Ce malheur, prévu ou imprévu, nous a enveloppées l’une et l’autre dans le même filet.
EUGÉNIE.
Puis-je savoir quelle sera ta récompense, pour avoir perdu ta malheureuse élève ?
.LA GOUVERNANTE.
Elle m’attend sur la rive étrangère. La voile s’enfle et nous emmènera toutes deux.
EUGÉNIE.
Le navire ne m’a pas reçue encore dans sa prison : devrais-je partir volontairement ?
LA GOUVERNANTE.
Et n’as-tu pas invoqué déjà le secours du peuple ? Il n’a fait que te regarder avec étonnement, et se taire et s’éloigner.
EUGÉNIE.
Troublée par mon affreuse détresse, j’ai paru aux yeux du vulgaire en proie au délire. Mais ni tes paroles ni ta violence n’arrêteront mes courageuses démarches pour obtenir du secours. Les premiers personnages de cette ville sortent de leurs maisons, pour aller sur la plage admirer les vaisseaux qui, rangés à la file, gagnent, contre nos vœux, la haute mer. Déjà la garde se met en mouvement au palais du gouverneur ; c’est lui qui, accompagné d’une suite nombreuse, descend les degrés.
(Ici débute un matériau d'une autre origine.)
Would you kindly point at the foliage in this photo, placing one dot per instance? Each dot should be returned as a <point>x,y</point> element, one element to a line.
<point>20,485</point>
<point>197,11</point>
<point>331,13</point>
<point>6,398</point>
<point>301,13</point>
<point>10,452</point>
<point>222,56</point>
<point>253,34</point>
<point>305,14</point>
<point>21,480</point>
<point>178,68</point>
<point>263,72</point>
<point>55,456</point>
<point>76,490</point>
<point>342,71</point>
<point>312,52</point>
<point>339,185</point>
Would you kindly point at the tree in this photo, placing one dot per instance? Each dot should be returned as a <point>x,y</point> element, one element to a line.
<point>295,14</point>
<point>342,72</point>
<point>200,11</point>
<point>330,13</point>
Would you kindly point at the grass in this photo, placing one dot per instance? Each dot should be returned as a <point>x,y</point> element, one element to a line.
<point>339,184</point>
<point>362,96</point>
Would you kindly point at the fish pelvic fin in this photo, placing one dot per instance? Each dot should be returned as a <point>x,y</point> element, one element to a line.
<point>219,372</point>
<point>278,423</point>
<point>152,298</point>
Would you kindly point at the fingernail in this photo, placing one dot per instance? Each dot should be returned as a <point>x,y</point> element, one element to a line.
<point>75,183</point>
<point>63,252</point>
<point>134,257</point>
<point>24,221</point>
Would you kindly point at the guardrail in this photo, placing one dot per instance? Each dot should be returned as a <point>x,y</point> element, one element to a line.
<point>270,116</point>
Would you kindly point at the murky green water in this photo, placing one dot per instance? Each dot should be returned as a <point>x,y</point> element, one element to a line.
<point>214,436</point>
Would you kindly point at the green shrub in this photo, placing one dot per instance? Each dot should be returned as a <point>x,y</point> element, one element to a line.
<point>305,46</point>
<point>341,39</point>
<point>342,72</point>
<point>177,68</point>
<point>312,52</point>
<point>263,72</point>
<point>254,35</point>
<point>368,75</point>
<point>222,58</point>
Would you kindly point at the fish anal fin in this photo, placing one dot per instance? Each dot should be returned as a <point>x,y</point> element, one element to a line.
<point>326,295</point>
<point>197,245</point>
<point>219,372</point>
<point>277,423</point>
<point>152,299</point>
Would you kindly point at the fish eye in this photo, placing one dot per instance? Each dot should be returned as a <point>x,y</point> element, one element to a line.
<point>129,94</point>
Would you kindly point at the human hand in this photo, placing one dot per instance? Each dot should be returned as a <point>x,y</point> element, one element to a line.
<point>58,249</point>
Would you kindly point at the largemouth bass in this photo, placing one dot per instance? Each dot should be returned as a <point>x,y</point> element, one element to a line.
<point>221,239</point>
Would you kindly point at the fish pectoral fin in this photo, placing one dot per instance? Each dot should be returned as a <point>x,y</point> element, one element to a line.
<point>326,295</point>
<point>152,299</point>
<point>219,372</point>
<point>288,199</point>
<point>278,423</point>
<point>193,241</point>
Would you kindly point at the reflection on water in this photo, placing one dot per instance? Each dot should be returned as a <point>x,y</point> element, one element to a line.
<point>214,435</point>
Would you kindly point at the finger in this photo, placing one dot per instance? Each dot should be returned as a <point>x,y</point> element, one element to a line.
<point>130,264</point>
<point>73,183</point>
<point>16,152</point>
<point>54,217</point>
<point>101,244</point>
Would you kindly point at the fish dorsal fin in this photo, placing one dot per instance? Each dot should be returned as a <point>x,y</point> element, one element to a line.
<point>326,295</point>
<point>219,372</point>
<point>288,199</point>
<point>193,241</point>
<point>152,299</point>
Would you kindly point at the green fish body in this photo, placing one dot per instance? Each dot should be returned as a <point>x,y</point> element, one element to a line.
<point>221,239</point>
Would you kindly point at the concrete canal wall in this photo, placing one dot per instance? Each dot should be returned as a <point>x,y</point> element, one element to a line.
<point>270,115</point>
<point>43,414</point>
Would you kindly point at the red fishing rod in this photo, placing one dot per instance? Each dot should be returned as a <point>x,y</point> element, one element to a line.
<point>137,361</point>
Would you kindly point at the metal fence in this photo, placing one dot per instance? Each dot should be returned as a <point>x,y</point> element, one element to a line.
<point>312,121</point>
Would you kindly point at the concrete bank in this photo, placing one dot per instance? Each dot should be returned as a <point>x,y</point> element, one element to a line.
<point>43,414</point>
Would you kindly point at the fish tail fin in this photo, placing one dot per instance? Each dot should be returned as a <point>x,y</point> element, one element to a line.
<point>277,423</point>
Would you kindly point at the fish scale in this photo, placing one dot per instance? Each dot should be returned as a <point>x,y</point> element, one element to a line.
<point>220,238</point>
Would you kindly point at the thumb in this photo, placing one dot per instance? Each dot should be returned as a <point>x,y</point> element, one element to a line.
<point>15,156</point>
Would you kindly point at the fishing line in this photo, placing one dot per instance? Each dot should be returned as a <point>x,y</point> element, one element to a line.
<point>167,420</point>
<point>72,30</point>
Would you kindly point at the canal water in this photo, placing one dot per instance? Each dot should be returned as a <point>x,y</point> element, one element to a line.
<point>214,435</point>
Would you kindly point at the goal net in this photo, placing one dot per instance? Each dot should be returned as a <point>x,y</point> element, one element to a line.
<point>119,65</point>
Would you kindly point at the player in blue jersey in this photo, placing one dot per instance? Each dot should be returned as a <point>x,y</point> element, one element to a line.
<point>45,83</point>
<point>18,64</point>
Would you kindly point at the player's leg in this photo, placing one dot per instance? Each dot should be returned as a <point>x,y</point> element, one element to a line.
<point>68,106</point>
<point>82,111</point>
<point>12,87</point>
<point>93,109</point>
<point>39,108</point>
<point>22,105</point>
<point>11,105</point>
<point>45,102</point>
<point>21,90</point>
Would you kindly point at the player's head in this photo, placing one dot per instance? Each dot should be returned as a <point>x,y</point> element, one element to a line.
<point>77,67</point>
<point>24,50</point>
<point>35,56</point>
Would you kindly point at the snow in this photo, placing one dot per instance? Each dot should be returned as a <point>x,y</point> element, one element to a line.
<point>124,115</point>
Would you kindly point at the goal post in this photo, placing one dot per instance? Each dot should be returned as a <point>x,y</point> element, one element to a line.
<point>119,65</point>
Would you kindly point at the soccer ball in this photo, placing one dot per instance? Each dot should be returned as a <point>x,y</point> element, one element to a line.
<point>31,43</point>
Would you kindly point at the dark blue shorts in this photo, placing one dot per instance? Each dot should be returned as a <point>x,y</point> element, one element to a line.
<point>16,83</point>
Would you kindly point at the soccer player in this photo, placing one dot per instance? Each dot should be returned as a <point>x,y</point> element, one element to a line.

Je veux lui parler, lui exposer le cas, et, s’il est digne de présider, en la place de mon roi, aux plus grandes affaires, il ne me renverra pas sans m’avoir entendue.
LA GOUVERNANTE.
Je ne t’empêche pas de faire cette démarche ; mais n’articule aucun nom : conte seulement l’affaire.
EUGÉNIE.
Je ne dirai pas le nom, avant de pouvoir me confier.
LA GOUVERNANTE.
G’est un noble jeune homme, et il fera pour toi volontiers, avec bienséance, ce qu’il pourra.